Running a school is the most challenging and most fulfilling job in education. As the global pandemic hit, “challenging” didn’t even begin to describe what school leaders faced. For charter school leaders in the midst of their renewal decision, it seems even more daunting.
I know because that was my story.
In March 2020, the elementary school that I led in Brooklyn, New York was on academic probation with the state and up for its charter school renewal with our authorizer. We were getting ready for the state assessments that could show how we had progressed and served students well. Then, everything changed. We had to shutter our doors and transition to virtual school.
My energy turned to providing laptops to students, helping staff and students learn Google Classroom, and ensuring that our families had access to food. It was a chaotic time and we still had to go through all the comes with the renewal process.
Without the academic assessment data that is often at the heart of renewal decisions, I knew we had to show what our school was about and share the “so what?” of our choices.
For my school, delivering laptops to all students and ensuring our families had access to food wasn’t the end goal of navigating the pandemic. The laptop distribution led to 90 percent student attendance throughout the pandemic. It ensured that our students with IEPs could access counseling supports. We could close the technology gap and still ensure student learning. Food distribution ensured that students were fed and families did not have added insecurity when their lives were already in upheaval.
Despite the very real chaos of the pandemic, we took renewal as an opportunity to build our narrative. Other school leaders should too.
As school leaders, we know that the outcome of assessments are one measure of student learning. They are also a measure of teacher effectiveness, strong operations in a school, how a school leader oriented her budget, how she reallocated staff both inside and outside of the classroom, and so much more.

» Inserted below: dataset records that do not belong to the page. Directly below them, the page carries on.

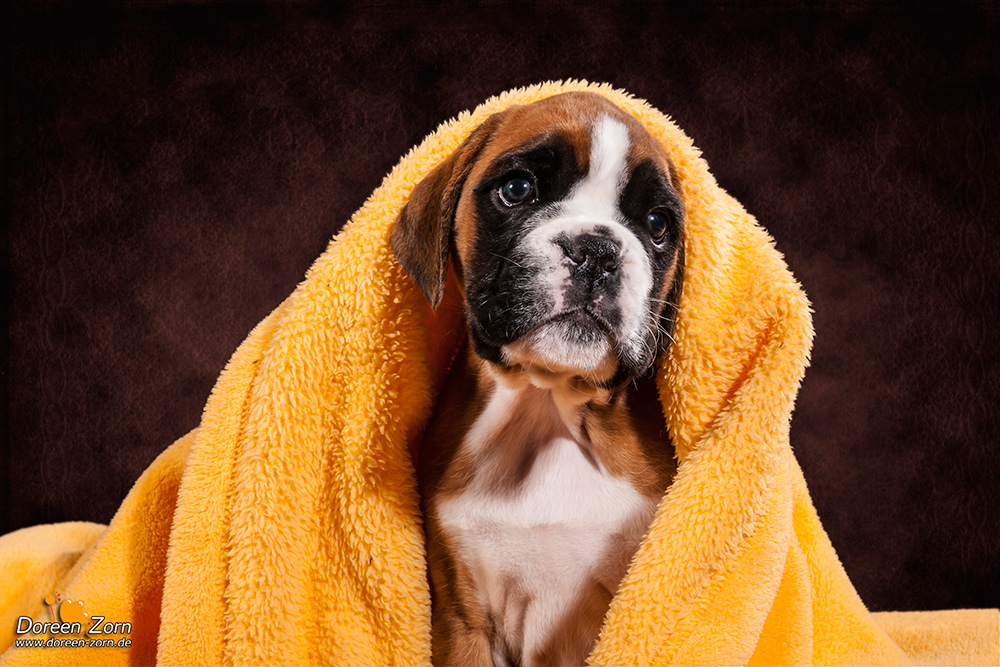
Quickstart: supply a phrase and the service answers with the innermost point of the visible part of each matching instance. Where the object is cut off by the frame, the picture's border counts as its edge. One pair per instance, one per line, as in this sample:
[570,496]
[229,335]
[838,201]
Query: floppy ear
[421,235]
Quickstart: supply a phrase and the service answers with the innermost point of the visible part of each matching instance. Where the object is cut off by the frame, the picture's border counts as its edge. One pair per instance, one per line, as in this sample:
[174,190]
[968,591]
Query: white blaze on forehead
[597,194]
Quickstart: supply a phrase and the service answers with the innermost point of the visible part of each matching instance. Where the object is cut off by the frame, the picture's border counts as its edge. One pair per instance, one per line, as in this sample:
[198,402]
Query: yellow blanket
[285,529]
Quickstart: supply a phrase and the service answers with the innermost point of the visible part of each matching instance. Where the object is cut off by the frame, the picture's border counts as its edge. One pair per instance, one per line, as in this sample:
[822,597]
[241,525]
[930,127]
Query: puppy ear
[421,235]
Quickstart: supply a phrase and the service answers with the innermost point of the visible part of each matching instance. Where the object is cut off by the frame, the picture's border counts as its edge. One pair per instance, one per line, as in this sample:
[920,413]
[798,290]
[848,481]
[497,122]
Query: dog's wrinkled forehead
[568,138]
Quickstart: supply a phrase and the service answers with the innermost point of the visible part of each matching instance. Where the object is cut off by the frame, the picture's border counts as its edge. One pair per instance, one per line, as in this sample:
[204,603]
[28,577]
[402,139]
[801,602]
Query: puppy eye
[516,190]
[657,223]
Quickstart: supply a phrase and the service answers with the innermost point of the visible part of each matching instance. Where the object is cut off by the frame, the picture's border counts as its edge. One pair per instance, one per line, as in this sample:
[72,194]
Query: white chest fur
[542,525]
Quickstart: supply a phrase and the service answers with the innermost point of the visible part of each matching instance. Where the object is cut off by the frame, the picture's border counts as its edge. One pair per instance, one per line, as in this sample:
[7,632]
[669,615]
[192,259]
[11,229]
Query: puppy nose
[593,254]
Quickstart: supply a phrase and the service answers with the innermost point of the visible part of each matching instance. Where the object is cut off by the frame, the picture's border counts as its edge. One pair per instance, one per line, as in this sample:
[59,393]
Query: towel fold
[285,529]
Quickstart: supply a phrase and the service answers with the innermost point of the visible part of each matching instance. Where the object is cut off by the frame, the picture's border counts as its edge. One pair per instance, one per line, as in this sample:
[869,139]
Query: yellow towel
[285,529]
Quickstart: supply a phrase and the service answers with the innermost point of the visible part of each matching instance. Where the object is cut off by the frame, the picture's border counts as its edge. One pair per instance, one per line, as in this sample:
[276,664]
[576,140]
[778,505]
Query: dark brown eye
[516,191]
[657,223]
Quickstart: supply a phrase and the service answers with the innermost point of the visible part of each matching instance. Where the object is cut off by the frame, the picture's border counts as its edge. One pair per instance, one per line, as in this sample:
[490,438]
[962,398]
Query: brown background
[171,171]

As you approach renewal as a school leader, you must add this context to your assessment scores. It’s time to see building a school’s narrative as an opportunity to show the deliberateness of your choices. The test score is important, but you can also share the full learning environment. Authorizers want to see that, but it’s your job to provide it.
The good news is that my school earned its renewal in March 2021. The renewal process, while not easy, gave us the opportunity to tell our story of how we created a strong learning environment for children while they were home. I hope more school leaders will do the same.
Guerschmide Saint-Ange served as executive director of La Cima Elementary Charter School for three years, where she led the school through the global pandemic. She previously served as an authorizer with the New York City Department of Education. She is a co-author of NACSA’s 2021 NACSA Supplemental Renewal Guidance.